11/06/2013

Rise of The Tea Party

Ronald Reagan
SUNDAY, OCT 27, 2013 09:30 AM EDT
By leveraging race and religion — especially in the South — he set an example for today's bitter politics

Late in the 1960s the practice of political campaigning in the United States began to be transformed. New techniques meant that it was increasingly possible to disseminate messages to extraordinary numbers of potential voters, tailored to the interests and views of particular constituencies. At the same time attitudes were in flux, a consequence of the past decade’s social upheavals, and the old party machines were declining in influence. All these factors combined to accentuate the established tendency in political strategy to accentuate the negative.

When journalist James Perry wrote about The New Politics in 1968 his focus was on technique and not about how protests, demonstrations, civil disobedience, and community organizations might be shaking up the old elite. He explained how polling and marketing were becoming more sophisticated, and even drew attention to the potential uses of computers. Perry described how the moderate George Romney was taking advantage of these techniques in the race for the 1968 Republican presidential nomination. By the time the book was published, however, Romney’s campaign had collapsed, having failed to connect with voters. The new techniques could only take you so far.

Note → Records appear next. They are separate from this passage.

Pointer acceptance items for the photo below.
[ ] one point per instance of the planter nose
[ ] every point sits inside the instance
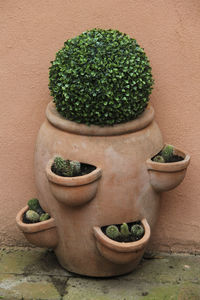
(166, 176)
(119, 252)
(73, 191)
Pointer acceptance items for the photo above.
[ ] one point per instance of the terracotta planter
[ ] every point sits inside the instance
(119, 190)
(41, 234)
(122, 253)
(166, 176)
(73, 191)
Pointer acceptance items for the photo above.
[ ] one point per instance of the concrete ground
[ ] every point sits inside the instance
(33, 273)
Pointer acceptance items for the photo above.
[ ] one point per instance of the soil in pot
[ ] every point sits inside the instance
(126, 232)
(35, 213)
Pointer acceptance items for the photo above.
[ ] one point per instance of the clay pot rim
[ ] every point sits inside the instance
(60, 122)
(170, 167)
(121, 246)
(72, 181)
(35, 227)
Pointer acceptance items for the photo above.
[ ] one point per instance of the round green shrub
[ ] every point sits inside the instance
(101, 77)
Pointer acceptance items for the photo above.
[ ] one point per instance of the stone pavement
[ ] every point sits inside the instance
(34, 274)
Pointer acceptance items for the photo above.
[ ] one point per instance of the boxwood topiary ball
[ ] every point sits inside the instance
(100, 77)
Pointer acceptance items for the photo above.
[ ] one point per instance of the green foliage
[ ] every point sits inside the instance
(124, 230)
(101, 77)
(32, 216)
(112, 232)
(66, 168)
(33, 204)
(75, 166)
(44, 217)
(137, 231)
(159, 158)
(167, 152)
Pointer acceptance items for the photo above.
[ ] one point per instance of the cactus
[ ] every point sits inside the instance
(62, 167)
(167, 152)
(76, 167)
(112, 232)
(159, 158)
(124, 230)
(44, 217)
(137, 231)
(34, 204)
(32, 216)
(66, 168)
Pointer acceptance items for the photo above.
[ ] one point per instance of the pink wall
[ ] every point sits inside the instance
(32, 31)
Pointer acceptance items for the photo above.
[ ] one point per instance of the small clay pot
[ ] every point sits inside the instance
(41, 234)
(73, 191)
(166, 176)
(120, 252)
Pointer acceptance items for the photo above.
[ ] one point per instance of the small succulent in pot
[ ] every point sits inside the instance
(32, 216)
(159, 158)
(167, 152)
(137, 231)
(112, 232)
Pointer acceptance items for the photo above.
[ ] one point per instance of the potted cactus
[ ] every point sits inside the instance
(100, 116)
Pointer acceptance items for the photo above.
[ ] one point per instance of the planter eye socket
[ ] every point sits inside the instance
(74, 191)
(166, 176)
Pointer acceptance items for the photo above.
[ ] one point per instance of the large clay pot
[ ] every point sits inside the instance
(119, 190)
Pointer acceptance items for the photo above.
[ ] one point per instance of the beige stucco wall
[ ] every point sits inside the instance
(30, 34)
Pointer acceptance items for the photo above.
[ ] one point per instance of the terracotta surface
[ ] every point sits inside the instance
(32, 31)
(41, 234)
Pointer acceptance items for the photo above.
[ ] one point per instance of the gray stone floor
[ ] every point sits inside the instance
(33, 273)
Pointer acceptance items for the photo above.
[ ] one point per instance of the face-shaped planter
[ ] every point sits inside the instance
(124, 187)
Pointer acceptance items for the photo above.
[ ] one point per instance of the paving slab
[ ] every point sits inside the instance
(34, 274)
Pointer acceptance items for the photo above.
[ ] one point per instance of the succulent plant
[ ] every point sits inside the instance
(62, 167)
(167, 152)
(124, 230)
(33, 204)
(76, 167)
(32, 216)
(137, 231)
(159, 158)
(44, 217)
(100, 77)
(112, 232)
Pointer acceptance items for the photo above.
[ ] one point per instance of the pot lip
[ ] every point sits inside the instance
(72, 181)
(121, 246)
(170, 167)
(81, 129)
(35, 227)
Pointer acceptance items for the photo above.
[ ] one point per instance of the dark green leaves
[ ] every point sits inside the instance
(100, 77)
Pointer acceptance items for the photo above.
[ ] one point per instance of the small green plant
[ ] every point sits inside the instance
(159, 158)
(167, 152)
(33, 204)
(44, 217)
(137, 231)
(112, 232)
(32, 216)
(66, 168)
(125, 233)
(101, 77)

The importance of a media image had been underlined in different ways in the previous two elections. John Kennedy had famously gained an advantage over Richard Nixon in the televised presidential debate in 1960, and then the possibilities of negative advertising had been underlined by one used by the Democrats against Barry Goldwater in 1964. This showed a small girl counting daisies as a missile countdown began leading toward a nuclear explosion, with President Johnson in the background urging peace. This became identified as a turning point in technique. It played on an established image of Goldwater’s recklessness. The appeal of the ad was emotional. It contained no facts and Goldwater’s name was not mentioned.

The limitations of technique when combined with an uncertain message were illustrated by Nixon’s 1968 Presidential campaign. Joe McGinnis’s “Selling of the President” captured the idea that someone so unprepossessing could be turned into a marketable political product. The aim was to attach a positive, moderate image to Nixon. But this cautious approach was not wholly successful. The margin of victory was surprisingly narrow.